Tristan L’Ecuyer, Director, Cooperative Institute for Meteorological Satellite Studies at the University of Wisconsin-Madison. Credit: Eric Verbeten, SSEC.

“Our selection allows researchers, faculty, and students at UW–Madison to work with NOAA scientists to conduct cutting-edge research to ensure that our environmental satellites provide the maximum benefits to society,” says CIMSS Director Tristan L’Ecuyer. “This award represents a substantial investment by NOAA in the UW–Madison to continue a very successful partnership that will shape the way we collect and use satellite weather information in the future and help NOAA meet the nation’s current and future weather and climate needs.”

CIMSS is recognized internationally for its satellite expertise, spanning geostationary and polar-orbiting platforms. This network of satellites forms the backbone of a global observing system developed to monitor our planet and ensure public safety.

Working with NOAA scientists based at CIMSS, university researchers have tapped into the wealth offered by satellite data to help design and demonstrate new satellite sensor technologies, develop products and applications of data, and transition research into operational forecast models that benefit the public.

CIMSS scientists are at the forefront of understanding weather, climate, and atmospheric processes and have produced better ways to detect and forecast severe weather, including hurricanes; wildfires; flash drought, and volcanic eruptions. They have also helped improved analyses of environmental and climate trends.

CIMSS researchers are using new tools to study flooding such as near Midland and Saginaw, Michigan on May 20, 2020. Credit: Shane Hubbard, CIMSS.

L’Ecuyer notes that the institute supplies this critical information to decision makers at the city, state, and national levels.

In addition to its commitment to research, CIMSS also engages hundreds of K-through-12 and university students in educational opportunities each year and provides advanced training for professionals already in the field. Its location on campus benefits from in-house expertise to fulfill this mission.

“Sharing a building with the Department of Atmospheric and Oceanic Sciences on the UW campus enables CIMSS to provide comprehensive education and public outreach programs,” said L’Ecuyer. “We are helping the National Weather Service achieve its goal of a ‘Weather-Ready Nation’ by creating a more informed society and training the next generation of weather and climate scientists.”

While CIMSS officially began in 1980, the university’s collaboration with the government began years earlier. Verner Suomi, founder of the UW–Madison Space Science and Engineering Center in which CIMSS is housed, sought closer ties with his federal colleagues as they worked on complementary aspects of the earliest geostationary weather satellites, their sensors, and data.

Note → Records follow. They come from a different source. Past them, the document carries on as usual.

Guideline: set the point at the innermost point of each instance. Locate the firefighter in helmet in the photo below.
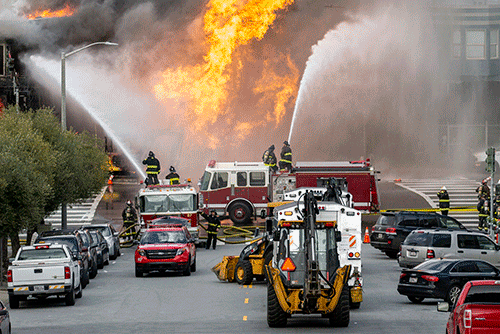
(129, 216)
(444, 200)
(213, 228)
(153, 168)
(172, 177)
(286, 157)
(483, 209)
(269, 159)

A microwave image of Hurricane Dorian. Credit: CIMSS.

Now known as the “Father of Satellite Meteorology,” Suomi met with university and NOAA administrators to make arrangements for federal scientists to work within SSEC. In 1976, a small contingent of NOAA employees arrived on the Madison campus. One of those scientists, William L. Smith, would become the second CIMSS director in 1982, following Suomi’s two-year stint.

Forty years of collaboration – and 40 years of revolutionary scientific achievements – have transformed the field of satellite meteorology. The university looks forward to building on its success and relationship with NOAA.

“This is exciting news for UW–Madison and for NOAA,” says Vice Chancellor for Research and Graduate Education Steve Ackerman. “This long-term partnership between our two organizations demonstrates the value of university and government partnerships, and how research can transition to applications that have positive impacts on the citizens of Wisconsin and the US—a fine example of the Wisconsin Idea.”